Comparison of the predictive ability of the four candidate models suggests that alternative approaches to incorporating dose-volume histograms paired with modern machine learning approaches can provide improved discrimination for the prediction of post-radiation hyposalivation. These improvements are likely due to information loss in the way in which the LKB model and similar approaches which rely on simple low-dimensionality summaries of the DVH incorporate the DVH information, such as average organ dose [8, 9].

Minor differences between the LKB model parameters in the fitted LKB model and the model from Roesink et al. can likely be attributed to a combination of estimation error and differences in measuring and defining salivary hyposalivation. These differences also account for the model’s low performance. The Roesink study was relatively small (n = 108) resulting in a relatively large degree of random error. In addition, effective LKB parameter values may shift over time due to advances in therapeutic methodologies.

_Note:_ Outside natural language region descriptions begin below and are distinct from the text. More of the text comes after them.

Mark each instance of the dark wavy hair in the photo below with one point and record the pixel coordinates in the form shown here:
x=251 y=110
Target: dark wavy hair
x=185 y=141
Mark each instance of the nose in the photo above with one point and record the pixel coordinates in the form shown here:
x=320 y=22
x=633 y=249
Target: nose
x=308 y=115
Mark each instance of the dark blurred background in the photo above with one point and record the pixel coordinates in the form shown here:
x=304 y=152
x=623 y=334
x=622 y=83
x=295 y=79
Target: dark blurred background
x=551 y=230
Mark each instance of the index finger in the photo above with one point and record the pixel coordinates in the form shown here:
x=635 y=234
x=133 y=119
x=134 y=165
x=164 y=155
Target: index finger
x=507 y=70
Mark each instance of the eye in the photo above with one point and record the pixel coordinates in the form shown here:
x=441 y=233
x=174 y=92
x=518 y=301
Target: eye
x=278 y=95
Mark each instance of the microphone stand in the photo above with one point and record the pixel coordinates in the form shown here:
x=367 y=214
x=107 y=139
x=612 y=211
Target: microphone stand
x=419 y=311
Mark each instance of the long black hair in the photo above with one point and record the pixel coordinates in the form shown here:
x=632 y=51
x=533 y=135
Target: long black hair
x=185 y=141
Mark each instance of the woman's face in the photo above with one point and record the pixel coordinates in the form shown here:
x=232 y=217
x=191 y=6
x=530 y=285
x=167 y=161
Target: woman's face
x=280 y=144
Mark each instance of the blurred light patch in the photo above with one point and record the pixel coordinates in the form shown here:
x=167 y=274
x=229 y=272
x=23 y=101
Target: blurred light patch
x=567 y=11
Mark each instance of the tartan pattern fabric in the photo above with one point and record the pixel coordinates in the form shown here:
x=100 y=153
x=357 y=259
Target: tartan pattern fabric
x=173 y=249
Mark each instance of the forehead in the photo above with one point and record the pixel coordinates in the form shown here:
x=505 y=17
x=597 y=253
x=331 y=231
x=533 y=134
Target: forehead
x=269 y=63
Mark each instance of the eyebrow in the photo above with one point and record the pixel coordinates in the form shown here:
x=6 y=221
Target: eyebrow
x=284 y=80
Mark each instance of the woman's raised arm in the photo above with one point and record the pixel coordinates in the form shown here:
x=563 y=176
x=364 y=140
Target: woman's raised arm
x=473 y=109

Models which start with the DVH are limited by the fact that they cannot account for the variable clinical impact of radiation delivered to specific anatomic regions; spatial location information is lost when the radiation is summarized as a DVH. There is some evidence to suggest that radiation to specific regions of the parotid glands, for example those containing stem and progenitor cells, may be particularly detrimental [16,17,18]. This limitation would apply to any DVH-based approach to an organ with such a region, where functional capacity was particularly dependent on a specific anatomical location. However, in these cases similar machine learning models could be applied directly to the three-dimensional dosimetry data, but these approaches would require extra steps to achieve spatial registration and extremely large amounts of data, likely on the order of tens of thousands of patients, to properly fit the predictive models.

Conclusions

One advantage of the alternative modeling approaches explored here is that they can easily incorporate other clinical information relevant to predicting patient outcomes. Although this study was limited by the lack of availability of other clinically meaningful information, future studies could incorporate other factors pertinent to predicting hyposalivation such as chemotherapies, comorbidities, use of other medications commonly associated with hyposalivation, and delta radiomics data, which have been shown to have predictive value beyond that of dosing information alone [19,20,21]. In addition, this study was limited by lack of access to the DVHs of other major salivary glands. However, it is unlikely that the addition of the information from these glands would have made a substantial difference in predictive ability as they almost certainly contain less predictive information than is contained in the contralateral parotid gland, whose addition did not improve predictive accuracy. It is possible that information about the other glands could prove more fruitful in even larger cohorts. While the model using the DVH alone is helpful for radiation planning, larger models that can accurately predict complications from any cause could help supportive care teams to quickly and accurately identify side effects and intervene proactively.